9) Question:  Casablanca’s script was one one of the best original screenplays ever written? True or False.

Answer: False. The movie was based on a 1940 play, Everybody Comes To Rick’s, by Murray Burnett and Joan Alison. Writes author Harmetz: “Much of the raw material of Casblanca can be found in (the play’s) three acts.”

10) Question:  Casablanca was a box office bomb when it first came out?  True or False.

Answer: False. The movie finished production on Aug. 3, 1942, opened in New York City the following Nov. 26, and played widely throughout the country in January 1943.  It was a solid box office hit, 1943’s seventh most popular film drawing $3.7 million in ticket sales.  And, it drew good notices with Bosley Crowther of The New York Times writing that the picture “makes the spine tingle and the heart take a leap.”  

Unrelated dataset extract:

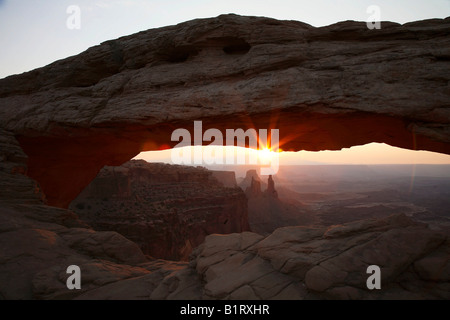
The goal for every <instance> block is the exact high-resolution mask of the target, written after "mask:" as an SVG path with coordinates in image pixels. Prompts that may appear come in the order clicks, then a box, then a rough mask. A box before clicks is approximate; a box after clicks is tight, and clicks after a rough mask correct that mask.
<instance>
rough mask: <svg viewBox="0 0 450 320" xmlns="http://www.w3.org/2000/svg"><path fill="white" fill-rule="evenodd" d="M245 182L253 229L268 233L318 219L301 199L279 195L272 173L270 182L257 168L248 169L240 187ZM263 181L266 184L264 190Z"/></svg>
mask: <svg viewBox="0 0 450 320" xmlns="http://www.w3.org/2000/svg"><path fill="white" fill-rule="evenodd" d="M249 180H250V184H249V185H248V181H249ZM246 185H248V187H247V188H246V189H245V195H246V196H247V198H248V221H249V225H250V230H251V231H253V232H255V233H258V234H262V235H268V234H270V233H272V232H273V231H274V230H275V229H277V228H280V227H285V226H299V225H300V226H306V225H312V224H314V223H316V220H317V219H316V215H315V214H314V213H313V212H312V211H310V210H309V209H308V208H307V206H305V205H304V204H302V203H301V202H300V201H297V200H292V199H291V200H285V199H278V192H277V190H276V189H275V182H274V180H273V178H272V176H271V175H270V176H269V177H268V178H267V183H264V181H262V179H261V178H260V177H259V176H258V174H257V172H256V170H248V171H247V173H246V176H245V178H244V180H243V181H242V182H241V183H240V187H241V188H243V187H245V186H246ZM261 185H264V186H266V189H265V190H264V191H262V187H261Z"/></svg>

ANSWER TO OUR BONUS QUESTION: Only you will know how you did on our quiz, but we can tell you that the young woman pictured above is French actress Madeleine  Lebeau, who played the role of Rick’s jilted lover Yvonne.  She is most memorable for her passionate rendering of La Marseillaise, concluding with the resounding “Vive La France.” Lebeau, who was once married to French actor Marcel Dalio (he plays the croupier at Rick’s), was the last surviving member of the Casablanca cast.  She died in 2016 at age 92.